LChrisman/Computing Derivatives for MetaLog
This page outlines an algorithm for computing the [math]\displaystyle{ i^{th} }[/math] derivative of a Keelin MetaLog.
From Eq(6) in the Baucells, Chrisman, Keelin paper draft:
- [math]\displaystyle{ M^{(i)}(y) = \mu^{(i)}(y) + s^{(i)} \ell(y) + \sum_{j=0}^{i-1} s^{(j)}(y) \ell^{(i-j)}(y) }[/math]
thus in
- [math]\displaystyle{ y^i (1-y)^i M^{(i)}(y) = y^i (1-y)^i \mu^{(i)}(y) + y^i (1-y)^i s^{(i)}(y) \ell(y) + y^i (1-y)^i \sum_{j=0}^{i-1} s^{(j)}(y) \ell^{(i-j)}(y) }[/math]

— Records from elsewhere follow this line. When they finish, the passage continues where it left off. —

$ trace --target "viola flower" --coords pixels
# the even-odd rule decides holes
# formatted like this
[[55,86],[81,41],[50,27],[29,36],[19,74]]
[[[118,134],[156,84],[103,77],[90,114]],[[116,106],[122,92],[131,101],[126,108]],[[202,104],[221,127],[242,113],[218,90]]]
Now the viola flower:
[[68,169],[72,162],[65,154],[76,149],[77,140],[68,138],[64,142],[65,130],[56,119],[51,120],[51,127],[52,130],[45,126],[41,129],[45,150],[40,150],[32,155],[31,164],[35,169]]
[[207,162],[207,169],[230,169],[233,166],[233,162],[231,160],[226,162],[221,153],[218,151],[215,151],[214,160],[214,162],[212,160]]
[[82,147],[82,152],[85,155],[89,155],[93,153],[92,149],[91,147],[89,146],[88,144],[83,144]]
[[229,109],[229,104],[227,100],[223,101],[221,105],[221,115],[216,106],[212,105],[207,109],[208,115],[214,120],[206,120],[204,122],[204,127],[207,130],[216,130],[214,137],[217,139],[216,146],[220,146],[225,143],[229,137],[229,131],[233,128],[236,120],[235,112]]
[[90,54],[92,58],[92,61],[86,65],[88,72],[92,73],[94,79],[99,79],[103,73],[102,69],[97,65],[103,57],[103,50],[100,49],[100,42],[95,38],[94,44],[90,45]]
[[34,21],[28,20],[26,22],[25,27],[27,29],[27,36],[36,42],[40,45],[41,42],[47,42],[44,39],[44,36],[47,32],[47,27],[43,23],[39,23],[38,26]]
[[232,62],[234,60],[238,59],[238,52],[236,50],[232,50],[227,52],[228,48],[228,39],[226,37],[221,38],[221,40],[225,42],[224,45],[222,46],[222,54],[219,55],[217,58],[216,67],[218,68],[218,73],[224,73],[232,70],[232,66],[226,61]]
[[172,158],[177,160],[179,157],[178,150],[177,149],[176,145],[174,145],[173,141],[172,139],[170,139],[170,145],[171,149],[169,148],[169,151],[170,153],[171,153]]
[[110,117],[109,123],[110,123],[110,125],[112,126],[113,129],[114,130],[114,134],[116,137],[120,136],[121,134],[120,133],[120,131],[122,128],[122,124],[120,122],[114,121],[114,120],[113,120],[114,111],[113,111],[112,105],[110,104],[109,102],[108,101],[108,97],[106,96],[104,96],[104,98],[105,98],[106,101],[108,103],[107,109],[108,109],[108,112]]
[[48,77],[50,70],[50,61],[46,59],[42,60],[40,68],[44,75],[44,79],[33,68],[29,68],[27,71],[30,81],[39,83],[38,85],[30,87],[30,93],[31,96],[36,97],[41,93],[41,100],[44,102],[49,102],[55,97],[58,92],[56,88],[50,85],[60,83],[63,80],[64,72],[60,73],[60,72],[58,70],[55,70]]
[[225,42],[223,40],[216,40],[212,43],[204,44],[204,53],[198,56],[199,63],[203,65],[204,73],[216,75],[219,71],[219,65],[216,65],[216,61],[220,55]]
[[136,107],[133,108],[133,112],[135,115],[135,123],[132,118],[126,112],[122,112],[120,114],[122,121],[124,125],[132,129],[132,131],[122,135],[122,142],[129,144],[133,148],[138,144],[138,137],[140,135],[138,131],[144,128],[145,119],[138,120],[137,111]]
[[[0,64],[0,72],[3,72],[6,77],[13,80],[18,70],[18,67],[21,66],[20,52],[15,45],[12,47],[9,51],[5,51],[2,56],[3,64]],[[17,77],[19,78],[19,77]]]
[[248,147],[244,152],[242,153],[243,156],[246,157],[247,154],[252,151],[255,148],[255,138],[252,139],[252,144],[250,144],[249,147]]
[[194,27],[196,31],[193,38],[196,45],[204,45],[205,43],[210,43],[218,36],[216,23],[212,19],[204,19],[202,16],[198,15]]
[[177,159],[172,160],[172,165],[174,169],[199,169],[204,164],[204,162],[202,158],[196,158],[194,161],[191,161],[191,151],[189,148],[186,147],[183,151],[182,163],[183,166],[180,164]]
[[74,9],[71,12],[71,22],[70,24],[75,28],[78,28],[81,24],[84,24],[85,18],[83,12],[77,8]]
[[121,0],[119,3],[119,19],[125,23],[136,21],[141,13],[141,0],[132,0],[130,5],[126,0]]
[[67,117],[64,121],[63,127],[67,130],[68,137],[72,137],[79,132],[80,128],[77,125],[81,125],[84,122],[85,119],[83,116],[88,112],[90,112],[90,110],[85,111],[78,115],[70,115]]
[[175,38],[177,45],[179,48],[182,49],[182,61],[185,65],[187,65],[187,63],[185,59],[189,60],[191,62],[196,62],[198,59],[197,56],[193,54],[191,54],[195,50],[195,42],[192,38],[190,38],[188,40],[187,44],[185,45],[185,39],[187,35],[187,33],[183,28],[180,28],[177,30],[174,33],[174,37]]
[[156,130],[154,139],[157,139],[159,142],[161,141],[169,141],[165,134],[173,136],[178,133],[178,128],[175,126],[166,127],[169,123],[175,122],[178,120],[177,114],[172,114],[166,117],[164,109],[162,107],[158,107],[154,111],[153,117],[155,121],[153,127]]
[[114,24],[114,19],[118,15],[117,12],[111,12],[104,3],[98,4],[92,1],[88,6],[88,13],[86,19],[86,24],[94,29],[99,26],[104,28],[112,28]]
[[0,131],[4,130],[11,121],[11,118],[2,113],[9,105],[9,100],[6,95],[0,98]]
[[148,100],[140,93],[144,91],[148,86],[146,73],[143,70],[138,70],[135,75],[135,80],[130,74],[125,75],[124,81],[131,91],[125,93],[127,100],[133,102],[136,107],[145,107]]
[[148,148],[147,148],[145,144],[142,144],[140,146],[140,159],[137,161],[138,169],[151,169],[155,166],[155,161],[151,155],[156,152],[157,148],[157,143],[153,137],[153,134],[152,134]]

the first and third term are polynomials, and the middle term is a polynomial times a logit. Hence, this can always be written in the form:
- [math]\displaystyle{ y^i (1-y)^i M^{(i)}(y) = poly_1(y) + poly_2(y) \ell(y) }[/math]
where
- [math]\displaystyle{ poly_2(y) = y^i (1-y)^i s^{(i)} }[/math]
- [math]\displaystyle{ poly_1(y) = y^i (1-y)^i \mu^{(i)}(y) + T(y) }[/math]
- [math]\displaystyle{ T(y) = y^i (1-y)^i \sum_{j=0}^{i-1} s^{(j)}(y) \ell^{(i-j)}(y) }[/math]
When [math]\displaystyle{ i\ge\lfloor (k+1)/2 \rfloor }[/math], then [math]\displaystyle{ poly_2(y)=0 }[/math] so that [math]\displaystyle{ y^i (1-y)^i M^{(i)}(y) }[/math] is a simple polynomial.
- [math]\displaystyle{ \ell^{(i)}(y) = (i-1)! {{y^i - (-1)^i(1-y)^i}\over{y^i (1-y)^i}} }[/math]
- [math]\displaystyle{ \begin{array}{rcl} y^i (1-y)^i \ell^{(i-j)}(y) &=& y^i (1-y)^i (i-j-1)! {{y^{i-j} - (-1)^{i-j}(1-y)^{i-j}}\over{y^{i-j} (1-y)^{i-j}}} \\ &=& y^j (1-y)^j (i-j-1)! \left(y^{i-j} - (-1)^{i-j}(1-y)^{i-j} \right) \end{array} }[/math]
[math]\displaystyle{ poly_1 }[/math] is a polynomial with degree [math]\displaystyle{ \max(deg(s),deg(\mu))+i = \lfloor{{k-1}\over 2}\rfloor + i }[/math].
[math]\displaystyle{ poly_2 }[/math] is a polynomial with degree [math]\displaystyle{ deg(s)+i }[/math], except when [math]\displaystyle{ i\gt deg(s) }[/math], in which case it has degree 0.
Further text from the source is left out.